Despite the time wasted and all that has happened recently, I’m optimistic, because I see people from the Alliance and UNAB in the territories getting along well and walking and collaborating together on many things. What I also see, however, is that when the time comes to make a decision on whether or not to go to the elections, this discussion will surely divide us.

It’ll be a very complex, divisive discussion: Alliance-Alliance, Alliance-UNAB and UNAB-UNAB. In all the territories and within the two organizations there are already groups that say they want to go and groups that say that we shouldn’t go. The majority in exile says NO and a minority says YES. In the Alliance, a minority says NO, and in UNAB it’s half YES and half NO. In the Coalition, since it’s now controlled by political parties, YES predominates, due to the nature of parties, which influences them to want to participate.

Will we be capable of
recovering the stolen elections?


The decision we have to make next year isn’t only whether to go to the elections or not. Making it clear that I speak on behalf of no one other than myself, I say the question isn’t whether or not we go. What we will have to ask ourselves will be based on the certainty that Ortega will steal the elections, so we need to ask whether we can grab them away from him if he steals them. If the answer is YES, we say YES even though he’s going to steal them. If the answer is NO, and we see we don’t have the capacity to take them from him, then we have to change the strategy because we will be facing a need to prepare ourselves for a longer-term game.

I think that’s the question we need to ask ourselves and it will be very hard to answer when the moment comes to discuss it. For this discussion, we will have to have achieved cohesion. And doing that means all of us trying to step down from our pedestals and see the other not as someone functional for the regime, but as someone with us in the opposition with a different tactic than ours.

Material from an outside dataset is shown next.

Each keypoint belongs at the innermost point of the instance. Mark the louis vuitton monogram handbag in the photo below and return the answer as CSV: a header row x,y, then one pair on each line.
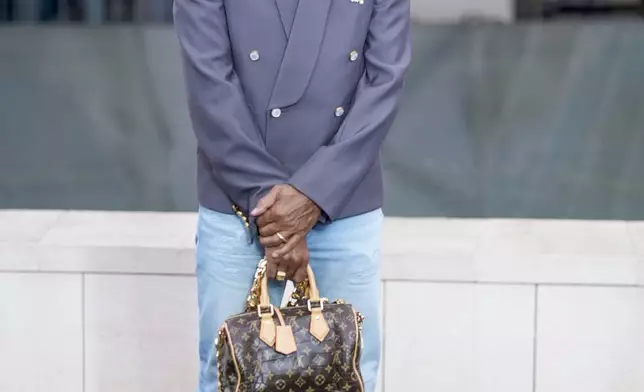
x,y
309,346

Currently, I wouldn’t know if there are more people willing to go to elections to take them away from Ortega than those who’ve decided to abstain. I speak with outraged people who are organizing. And those in these organized structures want to fight for it. That, however, doesn’t necessarily reflect the opinion of most of the population.

My son felt the same
fear forty years later


Allow me to end with a personal memory. In 1979, during the last days of the armed insurrection against Somoza, I was six years old and my mother worked in Ticuantepe. My father went from Masaya, where we lived, to look for her and bring her to safety. Neither my father nor my mother came back for two days. I remember my grandmother telling me why they weren’t coming back, and consoling me. When they were able to return, they decided to leave Masaya. I remember we went out on the main street of Masaya, on foot, with the few things we were able to carry with us.

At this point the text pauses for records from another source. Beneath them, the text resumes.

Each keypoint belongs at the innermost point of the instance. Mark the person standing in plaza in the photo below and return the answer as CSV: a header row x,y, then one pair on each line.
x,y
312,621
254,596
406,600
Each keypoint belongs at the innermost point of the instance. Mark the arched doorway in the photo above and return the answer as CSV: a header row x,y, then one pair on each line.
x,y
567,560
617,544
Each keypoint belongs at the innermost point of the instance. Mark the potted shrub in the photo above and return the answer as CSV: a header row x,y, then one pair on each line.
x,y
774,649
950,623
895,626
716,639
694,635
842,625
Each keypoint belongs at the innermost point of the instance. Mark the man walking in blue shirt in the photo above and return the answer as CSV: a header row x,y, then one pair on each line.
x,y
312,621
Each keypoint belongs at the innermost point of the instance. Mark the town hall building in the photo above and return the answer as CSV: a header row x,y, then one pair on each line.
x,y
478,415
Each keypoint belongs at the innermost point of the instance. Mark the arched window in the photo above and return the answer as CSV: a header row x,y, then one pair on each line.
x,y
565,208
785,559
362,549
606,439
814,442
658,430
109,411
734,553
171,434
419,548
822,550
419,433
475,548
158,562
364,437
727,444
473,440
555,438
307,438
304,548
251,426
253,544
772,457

I remember walking with my father and his hand upon my head, on my neck, and every time a shot was heard he would push me down onto the street and when we didn’t hear shots anymore, we would continue walking. I don’t remember crying, but I do remember feeling a horrible fear since the day my parents disappeared and while I walked that street under bullets, full of barricades. On June 19, 2018, I had to get my little son out of the house, when the paramilitaries came into Masaya for “Operation Clean-up.” He was the same age I was back then. Instinctively, I placed my hand on his head like my father had done with me. My son didn’t cry either, but I know he felt the same fear I did. And when I held his head, I asked myself: Why does my son have to experience the same thing I did forty years later?”

Talk, listen, trust


We in this country have to change. We cannot allow this transition we started in April 2018 to take us into another authoritarian cycle. We have to struggle for democracy to work in Nicaragua. And like I said at the beginning, what we have to do is talk, talk, talk with everybody, listen to each other, assume that the one who doesn’t think like I do is acting in good faith. In part, the division that recently happened was due to thinking that the other was acting in bad faith. At this moment we need to talk with each other. We have to know why others distrust us and ask what to do so they do trust. Unity will be achieved with will and with empathy. Not all is lost. Let me be optimistic.